A maioria das empresas não sofre por falta de ideias de inteligência artificial. Sofre pelo excesso delas.
Assistentes internos, atendimento, análise de documentos, geração de conteúdo, previsão, agentes, automação e copilotos competem pelo mesmo orçamento. Sem critérios, a organização escolhe o caso mais visível, a ferramenta mais comentada ou o projeto defendido pela área com maior influência.
Um diagnóstico de IA organiza essa demanda. Ele identifica onde existe impacto, verifica se dados e processos suportam a implementação, avalia risco e produz um roadmap conectado a métricas do negócio.
O que é um diagnóstico de IA
Diagnóstico de IA é uma avaliação estruturada de processos, problemas, dados, tecnologia, risco e capacidade organizacional.
O objetivo não é responder “qual ferramenta devemos comprar?”. É responder:
- onde a IA pode gerar valor real;
- quais casos são viáveis agora;
- quais dependem de preparação;
- quais riscos precisam ser tratados;
- o que comprar, integrar ou construir;
- como medir resultado;
- qual sequência reduz risco e acelera aprendizado.
O diagnóstico transforma uma lista de possibilidades em decisões priorizadas.
Por que começar pela ferramenta costuma dar errado
Uma ferramenta demonstra capacidade genérica. A empresa precisa resolver um problema específico dentro de um processo real.
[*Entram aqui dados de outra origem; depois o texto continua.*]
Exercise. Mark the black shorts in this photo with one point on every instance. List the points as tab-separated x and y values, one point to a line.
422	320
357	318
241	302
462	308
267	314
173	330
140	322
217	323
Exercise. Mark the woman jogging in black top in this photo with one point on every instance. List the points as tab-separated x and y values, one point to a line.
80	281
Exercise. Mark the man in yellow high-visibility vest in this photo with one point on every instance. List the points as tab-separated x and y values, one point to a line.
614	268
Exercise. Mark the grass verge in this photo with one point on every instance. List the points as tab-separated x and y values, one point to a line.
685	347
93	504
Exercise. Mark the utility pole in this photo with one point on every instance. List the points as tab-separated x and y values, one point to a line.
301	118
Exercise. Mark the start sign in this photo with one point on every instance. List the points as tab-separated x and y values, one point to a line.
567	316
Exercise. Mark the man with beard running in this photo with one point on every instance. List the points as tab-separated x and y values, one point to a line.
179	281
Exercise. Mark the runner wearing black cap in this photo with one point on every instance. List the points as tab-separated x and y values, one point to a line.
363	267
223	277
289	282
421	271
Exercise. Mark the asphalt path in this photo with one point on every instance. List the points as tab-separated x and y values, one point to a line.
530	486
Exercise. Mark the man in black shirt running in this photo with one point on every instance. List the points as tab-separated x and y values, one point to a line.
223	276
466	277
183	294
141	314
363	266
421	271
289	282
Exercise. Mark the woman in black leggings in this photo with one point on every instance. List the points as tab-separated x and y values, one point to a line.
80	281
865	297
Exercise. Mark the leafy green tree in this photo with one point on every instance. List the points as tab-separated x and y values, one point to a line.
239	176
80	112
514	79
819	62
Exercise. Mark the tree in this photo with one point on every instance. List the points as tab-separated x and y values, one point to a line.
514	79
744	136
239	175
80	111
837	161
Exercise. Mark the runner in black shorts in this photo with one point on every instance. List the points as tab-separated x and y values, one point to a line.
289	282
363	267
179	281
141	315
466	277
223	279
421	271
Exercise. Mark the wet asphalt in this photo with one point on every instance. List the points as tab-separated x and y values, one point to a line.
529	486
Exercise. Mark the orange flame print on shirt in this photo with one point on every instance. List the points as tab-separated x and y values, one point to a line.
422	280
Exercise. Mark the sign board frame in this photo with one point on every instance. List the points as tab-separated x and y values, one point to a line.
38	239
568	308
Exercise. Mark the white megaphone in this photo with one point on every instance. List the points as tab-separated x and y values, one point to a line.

O mesmo chatbot pode ser útil em uma operação e irrelevante em outra. Um agente pode reduzir tempo em um fluxo bem definido, mas amplificar erros em um processo sem regras, base de conhecimento ou supervisão.
Projetos falham quando:
- o problema não tem valor suficiente;
- não existe volume ou repetição;
- os dados estão fragmentados;
- a saída não pode ser verificada;
- a integração é mais complexa que o benefício;
- usuários não participam do desenho;
- não existe responsável pelo processo;
- o piloto não possui métrica;
- segurança e governança entram tarde.
A pergunta inicial precisa ser sobre processo, não sobre modelo.
Etapa 1: mapear processos e gargalos
O diagnóstico começa com entrevistas e observação das rotinas.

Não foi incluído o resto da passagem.